DMV appealed, and won a partial victory when the justices reversed Ford’s ruling to the extent that it would allow Pohls to share the address information with Ticket Track.
Small Claims
Justice Rodney Davis, writing for the majority, rejected the contention that, because attorneys cannot appear in small claims court, the filing or potential filing of small claims actions does not fall within the attorney exception.
“If attorney Pohls, as counsel for Ticket Track, obtains confidential DMV residential address information for an unpaid parking charge and sends a demand letter for payment, that activity involves the representation of Ticket Track in a potential action that directly involves the use of the motor vehicle,” the jurist wrote.
The statute, he noted, “uses the broader verb ‘represent’ rather than the more limited verb ‘appear.’”
No Sharing
But while the statutory language supports Pohls’ right to obtain the information, it clearly does not give him the right to share the data with Ticket Track, Davis said.
“This language is plain,” the jurist wrote. “The confidentiality exception applies ‘to an attorney.’...It does not apply to the attorney’s client. “
The statute is similar to other laws and rules which allow an attorney to obtain information on condition that it be used for a limited purpose and not be shared with the client, the justice said.
Justice Harry Hull concurred, but Justice Richard Sims III dissented.
Sims argued that Pohls has no right to the information because he will not use it in a civil action. Small claims actions do not qualify, he said, because attorneys do not appear in small claims court.
Attorneys may appear in small claims appeals, he acknowledged, but pointed out that as a plaintiff, Ticket Track cannot appeal if it loses.
Exceptions to confidentiality, he argued, must be read narrowly in order to fulfill the Legislature’s expressed intent to protect privacy unless “absolutely necessary for society’s welfare.”
The dissenting justice distinguished State Farm Mut. Auto. Ins. Co. v. Department of Motor Vehicles (1997) 53 Cal.App.4th 1076, which held that an insurer’s attorney was entitled to obtain the address of the person who purchased a vehicle on which it paid a claim. The seller had acquired the vehicle from the insured on consignment, and title was in dispute.

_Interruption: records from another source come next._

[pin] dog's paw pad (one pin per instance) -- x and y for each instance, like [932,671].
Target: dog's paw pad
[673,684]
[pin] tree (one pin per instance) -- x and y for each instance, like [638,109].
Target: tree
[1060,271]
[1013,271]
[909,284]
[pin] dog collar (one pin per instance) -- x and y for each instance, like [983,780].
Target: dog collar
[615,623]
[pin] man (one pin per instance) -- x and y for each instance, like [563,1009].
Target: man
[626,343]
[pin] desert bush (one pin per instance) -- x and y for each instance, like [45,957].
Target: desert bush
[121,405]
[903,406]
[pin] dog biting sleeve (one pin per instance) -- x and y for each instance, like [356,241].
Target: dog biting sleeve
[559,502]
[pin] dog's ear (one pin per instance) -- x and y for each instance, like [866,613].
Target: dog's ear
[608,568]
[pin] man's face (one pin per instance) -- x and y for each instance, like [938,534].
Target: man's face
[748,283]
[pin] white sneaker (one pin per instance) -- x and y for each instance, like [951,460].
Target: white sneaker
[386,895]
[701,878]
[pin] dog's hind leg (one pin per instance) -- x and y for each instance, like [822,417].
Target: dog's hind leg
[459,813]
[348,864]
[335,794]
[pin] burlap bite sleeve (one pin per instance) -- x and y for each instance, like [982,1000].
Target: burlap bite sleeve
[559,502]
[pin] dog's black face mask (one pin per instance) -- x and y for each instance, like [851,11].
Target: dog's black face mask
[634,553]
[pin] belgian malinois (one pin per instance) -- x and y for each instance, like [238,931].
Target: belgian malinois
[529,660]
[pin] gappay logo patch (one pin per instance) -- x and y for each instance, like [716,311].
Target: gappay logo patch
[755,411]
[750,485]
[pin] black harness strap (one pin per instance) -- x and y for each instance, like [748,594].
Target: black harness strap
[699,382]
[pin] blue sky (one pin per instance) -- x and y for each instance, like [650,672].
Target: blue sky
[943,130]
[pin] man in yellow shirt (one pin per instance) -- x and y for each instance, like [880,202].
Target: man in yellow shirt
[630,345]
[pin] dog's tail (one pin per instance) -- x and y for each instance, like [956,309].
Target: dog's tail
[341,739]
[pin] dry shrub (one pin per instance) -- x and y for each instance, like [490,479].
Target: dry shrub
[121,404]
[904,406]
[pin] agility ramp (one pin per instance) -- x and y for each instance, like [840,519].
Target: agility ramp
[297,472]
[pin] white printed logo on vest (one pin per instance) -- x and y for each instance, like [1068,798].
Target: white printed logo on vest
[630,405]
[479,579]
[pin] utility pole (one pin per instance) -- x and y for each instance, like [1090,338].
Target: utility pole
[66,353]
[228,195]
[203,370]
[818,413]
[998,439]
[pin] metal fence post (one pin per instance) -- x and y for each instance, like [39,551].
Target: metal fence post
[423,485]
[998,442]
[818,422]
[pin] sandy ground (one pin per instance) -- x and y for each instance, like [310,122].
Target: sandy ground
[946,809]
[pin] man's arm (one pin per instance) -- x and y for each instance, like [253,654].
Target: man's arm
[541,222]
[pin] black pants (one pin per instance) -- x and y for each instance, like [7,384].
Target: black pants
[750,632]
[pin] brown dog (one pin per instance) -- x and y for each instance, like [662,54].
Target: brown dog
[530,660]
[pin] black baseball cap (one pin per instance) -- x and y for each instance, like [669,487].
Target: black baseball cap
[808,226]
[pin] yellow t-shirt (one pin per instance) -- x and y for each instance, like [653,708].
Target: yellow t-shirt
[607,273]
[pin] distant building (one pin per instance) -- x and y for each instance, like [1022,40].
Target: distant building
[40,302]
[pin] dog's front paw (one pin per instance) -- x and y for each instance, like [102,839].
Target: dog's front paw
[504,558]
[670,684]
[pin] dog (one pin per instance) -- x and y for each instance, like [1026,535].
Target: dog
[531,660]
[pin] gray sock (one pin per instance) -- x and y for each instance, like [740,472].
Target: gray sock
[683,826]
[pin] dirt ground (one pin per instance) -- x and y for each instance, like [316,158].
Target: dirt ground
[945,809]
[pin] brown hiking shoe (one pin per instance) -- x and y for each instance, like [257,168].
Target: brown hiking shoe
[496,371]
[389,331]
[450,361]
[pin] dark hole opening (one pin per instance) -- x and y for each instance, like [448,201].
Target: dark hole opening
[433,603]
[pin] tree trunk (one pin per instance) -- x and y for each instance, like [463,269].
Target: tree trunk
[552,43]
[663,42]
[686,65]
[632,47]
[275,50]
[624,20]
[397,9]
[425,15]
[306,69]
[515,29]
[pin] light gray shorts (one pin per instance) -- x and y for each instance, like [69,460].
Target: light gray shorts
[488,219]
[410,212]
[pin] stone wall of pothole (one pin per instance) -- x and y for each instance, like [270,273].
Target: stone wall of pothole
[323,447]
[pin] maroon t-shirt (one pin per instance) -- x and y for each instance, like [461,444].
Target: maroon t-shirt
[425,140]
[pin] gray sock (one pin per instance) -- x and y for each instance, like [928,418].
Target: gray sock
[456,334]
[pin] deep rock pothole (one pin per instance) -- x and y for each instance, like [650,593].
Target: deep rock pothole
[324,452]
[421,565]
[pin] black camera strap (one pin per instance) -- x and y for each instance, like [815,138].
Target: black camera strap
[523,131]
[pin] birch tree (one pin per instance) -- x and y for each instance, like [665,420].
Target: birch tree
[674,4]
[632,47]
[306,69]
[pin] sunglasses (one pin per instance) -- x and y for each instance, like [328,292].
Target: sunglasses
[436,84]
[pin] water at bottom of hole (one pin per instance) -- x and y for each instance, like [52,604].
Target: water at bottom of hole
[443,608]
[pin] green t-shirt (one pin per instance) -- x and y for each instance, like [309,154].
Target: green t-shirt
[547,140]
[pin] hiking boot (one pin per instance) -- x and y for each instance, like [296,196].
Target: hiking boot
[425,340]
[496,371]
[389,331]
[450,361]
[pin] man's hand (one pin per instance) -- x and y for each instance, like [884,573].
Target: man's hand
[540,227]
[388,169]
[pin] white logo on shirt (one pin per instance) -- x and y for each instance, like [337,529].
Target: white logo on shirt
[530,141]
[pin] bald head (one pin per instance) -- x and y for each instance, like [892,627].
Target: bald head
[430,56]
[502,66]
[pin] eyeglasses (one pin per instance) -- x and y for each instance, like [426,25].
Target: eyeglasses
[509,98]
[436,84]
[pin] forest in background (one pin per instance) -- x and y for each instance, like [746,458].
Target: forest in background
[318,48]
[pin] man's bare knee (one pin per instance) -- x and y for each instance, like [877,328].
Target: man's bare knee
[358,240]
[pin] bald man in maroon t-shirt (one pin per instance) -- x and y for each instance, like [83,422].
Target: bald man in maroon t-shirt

“It is true an attorney may obtain DMV information to investigate the filing of a civil action,” Sims wrote. “...But that does not eliminate the express statutory requirement that the information is necessary to allow the attorney to represent the client ‘in’ an action that might result from an investigation.”
An attorney, he said, does not represent a client “in” a small claims action, even if the lawyer writes a demand letter that precedes the filing of the suit.
The ruling, he said, will create a huge hole in the privacy legislation. “All collection agencies have attorneys, and the attorneys could routinely obtain DMV information in cases that directly involve the use of a motor vehicle or a vessel,” Davis wrote.
Interpreting the law as allowing lawyers to obtain the information but prohibiting them from passing it on to their clients “is, frankly, odd,” the jurist wrote, since lawyers normally have a duty to share information with their clients when it relates to the subject of the representation. “Rather, a more plausible construction of the statute is that it contains no restriction on an attorney’s sharing information with a client but instead restricts the attorney’s access to confidential information to situations where the attorney is appearing or will appear ‘in’ an action,” the jurist said.
William R. Warne, an appellate lawyer for Ticket Track, said the firm was “gratified by the decision,” while disappointed the panel disagreed with the trial judge’s conclusion that its lawyer could share the information. A decision will be made later this week as to whether to seek Supreme Court review of that aspect of the ruling, he said.
DMV officials could not be reached for comment.